Arctic Roll, Banana Custard, Crumpets, Damson Jam, Eggs (Scrambled), Flapjack, Grilled Grapefruit, Haddock (smoked), Ice Cream, Jelly, Kraft Cheese Slices, Lemon Drops, Marshmallows, Nestle’s (pronounced Nessles) Condensed Milk, Oxtail Soup (tinned), Prawn Cocktail, Quick-Gel, Rabbit, Spinach, Tapioca, Victoria Sandwich, and Walnut Whips (my favourites).

Toast is the winner of six literary awards, including the National Book Awards British Biography of the Year. I love Nigel Slater’s TV series A Taste of My Life and I’ve just discovered he’s written another book – Eating For England: the delignts and eccentricities of the British at Table – I must read that!

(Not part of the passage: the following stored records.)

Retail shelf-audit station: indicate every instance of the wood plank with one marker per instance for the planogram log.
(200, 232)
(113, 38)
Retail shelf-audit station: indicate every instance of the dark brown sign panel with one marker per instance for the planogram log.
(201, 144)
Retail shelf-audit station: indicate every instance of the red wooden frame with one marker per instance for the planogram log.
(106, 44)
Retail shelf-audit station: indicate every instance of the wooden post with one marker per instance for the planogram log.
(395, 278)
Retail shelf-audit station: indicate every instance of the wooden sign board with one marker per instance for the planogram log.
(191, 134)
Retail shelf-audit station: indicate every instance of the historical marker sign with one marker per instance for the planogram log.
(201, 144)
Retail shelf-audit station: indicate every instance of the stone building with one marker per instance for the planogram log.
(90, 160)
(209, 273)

An entry in the Soup’s On Challenge.

Sunday Salon – Today’s Books

Today’s Sunday Salon post is a bit brief. We’ve been away for the last two days, travelling to Scotland and back and I’m rather tired, and have only read for a short time today. I began reading The Shipping News a while back and picked that up again this morning. It’s one of the books that I’d put to one side after watching Atonement and deciding to re-read that book.

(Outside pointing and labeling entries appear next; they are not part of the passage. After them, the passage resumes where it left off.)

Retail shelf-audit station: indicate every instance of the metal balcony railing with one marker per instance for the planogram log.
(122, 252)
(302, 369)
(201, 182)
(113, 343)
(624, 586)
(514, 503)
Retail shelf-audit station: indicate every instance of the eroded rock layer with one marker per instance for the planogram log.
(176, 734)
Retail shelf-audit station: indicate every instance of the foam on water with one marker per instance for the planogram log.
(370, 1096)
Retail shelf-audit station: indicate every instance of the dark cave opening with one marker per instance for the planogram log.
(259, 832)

I need to refresh my memory of what I’d already read – I’m up to chapter 8. Quoyle, a journalist has taken his two daughters and aunt back to Newfoundland, where he was born, to pick up his life again after the death of his wife in a road accident. He has a job on the local newspaper reporting on car accidents and the shipping news and so far into my reading not much more has happened.

Quoyle who is not the most dynamic character, is a simple soul, easily manipulated by others. A “quoyle” is a coil of rope. The quotation heading chapter 1 adds “A Flemish flake is a spiral coil of one layer only. It is made on deck, so that it may be walked on if necessary”, which seems to describe Quoyle. The book won the Pulitzer Prize for Fiction in 1994 and it’s described on the back cover as “an irresistible comedy of hunan life and possibility.” I’m looking forward to reading more.

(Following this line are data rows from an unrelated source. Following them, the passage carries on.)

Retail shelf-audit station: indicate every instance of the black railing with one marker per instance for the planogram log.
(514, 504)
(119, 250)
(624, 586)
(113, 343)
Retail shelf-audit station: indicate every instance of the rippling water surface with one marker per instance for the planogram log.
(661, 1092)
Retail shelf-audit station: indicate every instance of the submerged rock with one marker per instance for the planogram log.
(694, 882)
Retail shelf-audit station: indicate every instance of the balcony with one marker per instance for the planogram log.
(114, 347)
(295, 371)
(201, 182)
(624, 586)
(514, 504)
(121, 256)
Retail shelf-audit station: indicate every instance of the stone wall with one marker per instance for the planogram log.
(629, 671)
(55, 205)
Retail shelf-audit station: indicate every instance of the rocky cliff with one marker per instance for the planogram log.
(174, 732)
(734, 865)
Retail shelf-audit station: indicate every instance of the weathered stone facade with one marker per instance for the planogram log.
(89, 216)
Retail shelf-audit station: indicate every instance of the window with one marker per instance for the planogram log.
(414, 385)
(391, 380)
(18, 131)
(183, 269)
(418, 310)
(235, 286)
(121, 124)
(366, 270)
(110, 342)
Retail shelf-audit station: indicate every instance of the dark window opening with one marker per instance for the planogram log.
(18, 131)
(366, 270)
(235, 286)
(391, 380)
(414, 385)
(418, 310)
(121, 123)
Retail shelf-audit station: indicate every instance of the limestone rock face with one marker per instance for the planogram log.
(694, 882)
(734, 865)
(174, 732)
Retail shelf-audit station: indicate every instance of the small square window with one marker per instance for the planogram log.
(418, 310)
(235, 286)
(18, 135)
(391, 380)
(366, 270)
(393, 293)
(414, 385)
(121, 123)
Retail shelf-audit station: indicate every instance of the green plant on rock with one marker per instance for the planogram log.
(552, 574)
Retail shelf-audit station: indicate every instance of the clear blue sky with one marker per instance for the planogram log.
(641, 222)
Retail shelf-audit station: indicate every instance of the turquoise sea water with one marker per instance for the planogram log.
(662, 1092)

But I just had to carry on reading Toast, which I started on Friday, so The Shipping News has lost out again. I’m now over half-way through Toast, which is so good. Nigel Slater has a way of describing food, so that you can almost taste it and there is the additional pleasure of remembering all sorts of food and treats from my childhood – sweets like Refreshers, Love Hearts and Sherbet Fountains, crisps with salt in the separate little blue twist of waxed paper, drinks such as cream soda, pudding like rice pudding, and Heinz Sponge Puddings that you steamed in the tin – I could go on and on. Interspersed with his descriptions of food are his memories of his childhood, becoming increasingly poignant as I read further on. I’m sure I’ll be sad when I’ve finished this book.

Food and Books

I’ve been watching Nigel Slater’s TV programmes A Taste of My Life. So enjoyable!

I finished reading Atonement yesterday and am in the middle of writing about it, but I felt I needed to read something less heart-rending. I’ve been reading mostly books about or set in the Second World War, enlightening but serious stuff. And then I remembered I have Toast by Nigel Slater, subtitled “the story of a boy’s hunger”. The first few pages I’ve read are so amusing and wonderful. It’s a mixture of food and family and although there are hints that not all went well in his childhood, so far it has cheered me up enormously. His description of how his father made a contraption for lifting the ancient heavy Kenwood from “its deep dark hole in the kitchen work surface” made me laugh out loud at the image of the “huge mixer bouncing up  like a jack-in-a-box”.